Second, based solely on the local spatial perspective, economic development, digital financial inclusion, and its components all form a high–high cluster in the east and a low–low cluster in the west, and there is a distinct regional overlap within the subgroups. For policymakers, the location of these clusters and their members will contribute to a more precise orientation toward policy implementation, thus enhancing their effectiveness. Moreover, both coverage and usage as vital components of digital financial inclusion have distinct connections with economic development, which points to a more concrete direction for leveraging digital financial inclusion.

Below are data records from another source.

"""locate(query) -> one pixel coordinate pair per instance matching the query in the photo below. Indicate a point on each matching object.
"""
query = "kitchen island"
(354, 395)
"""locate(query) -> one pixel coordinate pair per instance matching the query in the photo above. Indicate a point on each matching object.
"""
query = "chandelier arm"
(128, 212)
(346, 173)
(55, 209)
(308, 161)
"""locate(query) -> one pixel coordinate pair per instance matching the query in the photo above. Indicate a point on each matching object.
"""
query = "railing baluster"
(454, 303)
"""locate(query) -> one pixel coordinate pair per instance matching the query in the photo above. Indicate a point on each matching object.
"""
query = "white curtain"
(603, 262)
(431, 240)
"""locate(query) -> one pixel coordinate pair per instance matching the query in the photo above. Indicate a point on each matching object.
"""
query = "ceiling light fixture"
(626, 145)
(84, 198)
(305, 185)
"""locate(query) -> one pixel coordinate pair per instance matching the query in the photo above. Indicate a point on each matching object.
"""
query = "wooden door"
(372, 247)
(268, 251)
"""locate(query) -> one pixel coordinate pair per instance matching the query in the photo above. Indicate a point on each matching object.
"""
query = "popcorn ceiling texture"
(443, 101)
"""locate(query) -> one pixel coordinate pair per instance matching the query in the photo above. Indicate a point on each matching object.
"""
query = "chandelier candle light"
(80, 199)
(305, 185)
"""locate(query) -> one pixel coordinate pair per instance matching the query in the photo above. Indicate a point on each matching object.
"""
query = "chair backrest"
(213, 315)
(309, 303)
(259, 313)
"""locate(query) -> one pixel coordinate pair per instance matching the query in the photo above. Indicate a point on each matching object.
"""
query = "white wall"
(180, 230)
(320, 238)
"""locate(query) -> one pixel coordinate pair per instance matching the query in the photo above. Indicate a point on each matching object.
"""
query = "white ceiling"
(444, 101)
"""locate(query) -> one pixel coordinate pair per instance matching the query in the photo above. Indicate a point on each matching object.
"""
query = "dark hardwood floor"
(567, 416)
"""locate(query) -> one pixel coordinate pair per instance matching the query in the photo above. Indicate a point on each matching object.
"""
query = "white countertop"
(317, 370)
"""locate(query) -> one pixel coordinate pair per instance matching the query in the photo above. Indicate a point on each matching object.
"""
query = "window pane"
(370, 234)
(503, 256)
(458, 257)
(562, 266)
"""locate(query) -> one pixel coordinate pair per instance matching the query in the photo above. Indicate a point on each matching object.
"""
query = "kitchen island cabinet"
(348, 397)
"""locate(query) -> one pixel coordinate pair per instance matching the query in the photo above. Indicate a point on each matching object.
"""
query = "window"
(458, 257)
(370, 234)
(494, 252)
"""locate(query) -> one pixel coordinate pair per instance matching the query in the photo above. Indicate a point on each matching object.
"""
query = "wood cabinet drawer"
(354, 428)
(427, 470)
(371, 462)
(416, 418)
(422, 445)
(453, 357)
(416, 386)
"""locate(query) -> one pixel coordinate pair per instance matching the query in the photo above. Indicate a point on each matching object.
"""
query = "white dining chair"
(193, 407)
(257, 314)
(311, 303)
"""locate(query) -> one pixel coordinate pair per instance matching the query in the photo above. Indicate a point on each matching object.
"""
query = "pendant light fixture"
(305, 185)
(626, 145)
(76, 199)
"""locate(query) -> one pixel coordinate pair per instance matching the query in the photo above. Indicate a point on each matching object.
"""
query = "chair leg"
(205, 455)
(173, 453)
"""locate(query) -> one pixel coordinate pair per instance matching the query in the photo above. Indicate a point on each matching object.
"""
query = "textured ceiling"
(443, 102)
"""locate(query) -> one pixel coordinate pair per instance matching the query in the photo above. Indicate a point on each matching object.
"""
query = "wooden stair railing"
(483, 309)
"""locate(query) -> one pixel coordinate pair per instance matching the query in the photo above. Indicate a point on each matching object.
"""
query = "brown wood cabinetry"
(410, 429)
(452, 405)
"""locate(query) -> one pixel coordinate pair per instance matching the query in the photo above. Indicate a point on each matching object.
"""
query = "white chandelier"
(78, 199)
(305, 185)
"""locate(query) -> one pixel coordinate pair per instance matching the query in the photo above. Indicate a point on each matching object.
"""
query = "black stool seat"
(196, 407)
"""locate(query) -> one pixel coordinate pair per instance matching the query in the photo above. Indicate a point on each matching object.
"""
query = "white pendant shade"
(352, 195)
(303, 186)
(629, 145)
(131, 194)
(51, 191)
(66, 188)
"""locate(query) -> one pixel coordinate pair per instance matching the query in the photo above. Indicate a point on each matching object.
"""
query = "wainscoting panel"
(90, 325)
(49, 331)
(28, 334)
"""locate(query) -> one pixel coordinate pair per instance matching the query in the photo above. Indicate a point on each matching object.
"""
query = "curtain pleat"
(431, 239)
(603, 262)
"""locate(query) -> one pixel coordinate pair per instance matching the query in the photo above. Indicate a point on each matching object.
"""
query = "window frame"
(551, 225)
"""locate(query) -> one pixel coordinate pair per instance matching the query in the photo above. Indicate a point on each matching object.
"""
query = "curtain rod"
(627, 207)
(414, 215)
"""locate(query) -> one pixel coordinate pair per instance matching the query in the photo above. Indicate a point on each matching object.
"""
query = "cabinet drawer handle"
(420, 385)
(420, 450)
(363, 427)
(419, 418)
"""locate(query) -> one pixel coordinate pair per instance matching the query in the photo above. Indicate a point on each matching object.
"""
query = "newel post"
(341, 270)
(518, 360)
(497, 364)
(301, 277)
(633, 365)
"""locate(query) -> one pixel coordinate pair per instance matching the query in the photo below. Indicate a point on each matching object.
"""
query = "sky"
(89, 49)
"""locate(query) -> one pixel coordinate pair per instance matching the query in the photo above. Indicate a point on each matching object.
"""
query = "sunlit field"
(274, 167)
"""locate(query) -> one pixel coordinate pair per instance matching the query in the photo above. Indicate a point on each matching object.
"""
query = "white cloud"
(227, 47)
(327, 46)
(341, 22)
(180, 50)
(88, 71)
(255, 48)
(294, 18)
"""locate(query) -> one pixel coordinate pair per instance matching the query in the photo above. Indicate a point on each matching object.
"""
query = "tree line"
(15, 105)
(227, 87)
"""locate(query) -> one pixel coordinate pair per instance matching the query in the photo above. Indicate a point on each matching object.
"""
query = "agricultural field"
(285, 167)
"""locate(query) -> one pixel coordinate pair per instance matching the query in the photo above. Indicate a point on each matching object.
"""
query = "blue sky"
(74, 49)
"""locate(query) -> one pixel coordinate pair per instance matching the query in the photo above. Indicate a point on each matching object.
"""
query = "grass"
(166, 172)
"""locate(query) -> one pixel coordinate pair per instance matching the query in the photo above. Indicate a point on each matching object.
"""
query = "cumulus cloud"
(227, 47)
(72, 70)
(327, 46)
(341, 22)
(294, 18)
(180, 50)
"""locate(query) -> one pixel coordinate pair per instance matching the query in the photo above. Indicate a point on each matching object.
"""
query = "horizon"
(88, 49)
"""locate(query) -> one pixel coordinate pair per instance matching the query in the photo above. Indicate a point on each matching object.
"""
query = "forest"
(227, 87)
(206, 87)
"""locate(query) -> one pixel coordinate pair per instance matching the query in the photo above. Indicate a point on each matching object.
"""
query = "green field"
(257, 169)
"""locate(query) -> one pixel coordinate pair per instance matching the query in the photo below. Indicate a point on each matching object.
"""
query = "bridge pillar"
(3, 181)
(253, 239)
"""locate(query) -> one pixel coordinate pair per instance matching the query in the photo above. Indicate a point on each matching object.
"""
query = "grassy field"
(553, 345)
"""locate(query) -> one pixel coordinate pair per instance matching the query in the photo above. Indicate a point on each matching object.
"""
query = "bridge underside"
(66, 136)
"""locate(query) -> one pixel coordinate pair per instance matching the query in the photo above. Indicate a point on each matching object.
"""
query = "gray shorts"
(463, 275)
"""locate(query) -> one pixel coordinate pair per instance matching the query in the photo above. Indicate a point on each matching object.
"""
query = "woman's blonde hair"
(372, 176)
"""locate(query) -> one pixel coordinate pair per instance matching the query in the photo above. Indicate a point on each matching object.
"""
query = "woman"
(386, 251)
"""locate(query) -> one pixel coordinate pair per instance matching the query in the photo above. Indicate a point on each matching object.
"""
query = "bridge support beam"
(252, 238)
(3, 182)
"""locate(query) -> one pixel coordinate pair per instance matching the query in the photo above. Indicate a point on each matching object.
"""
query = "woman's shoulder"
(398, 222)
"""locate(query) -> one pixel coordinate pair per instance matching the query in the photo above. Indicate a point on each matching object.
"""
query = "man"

Third, spatio-temporal exploration indicates that both economic development and digital financial inclusion exhibit similar spatial homogeneity from 2011 to 2019, and that improvements in the West mitigate the east–west disparity. However, the outbreak of the epidemic has exacerbated the east–west gap in economic development, as the western region is more vulnerable to risk. Conversely, digital financial inclusion is less disrupted by the epidemic, especially in the usage dimension. Thus, the stability of digital financial inclusion once again highlights its value and further confirms that policies centered on deepening usage warrant consideration.

Fourth, there is significant regional overlap between digital financial inclusion and its components with economic development, and the coverage of regional overlap is predominantly concentrated in the high–high and low–low clusters. More importantly, regional overlaps provide crucial information for identifying core areas in which a single policy can realize the dual benefits of simultaneously advancing digital financial inclusion and economic development. In summary, ESTDA offers more insights into regional clustering, the detection of core regions, and even the relationships between variables, which in turn provides essential ideas for policy design.

Despite the above discussion, some significant limitations of this study must be considered. First, digital financial inclusion remains under-measured. The digital financial inclusion index data employed in this study are mainly derived from Alipay and lack measurements of commercial banks’ online financial services. Therefore, encapsulating more relevant indicators in the measurement system is a future research priority.

In addition, the selection of the regional scope is crucial for spatial analysis. However, as mentioned, conducting research at other administrative levels is challenging because of the severely missing values of GDP data in western China. With the application of satellite data in economics, measuring economic development by incorporating remotely sensed data to achieve a wider range of exploration is another direction for future research.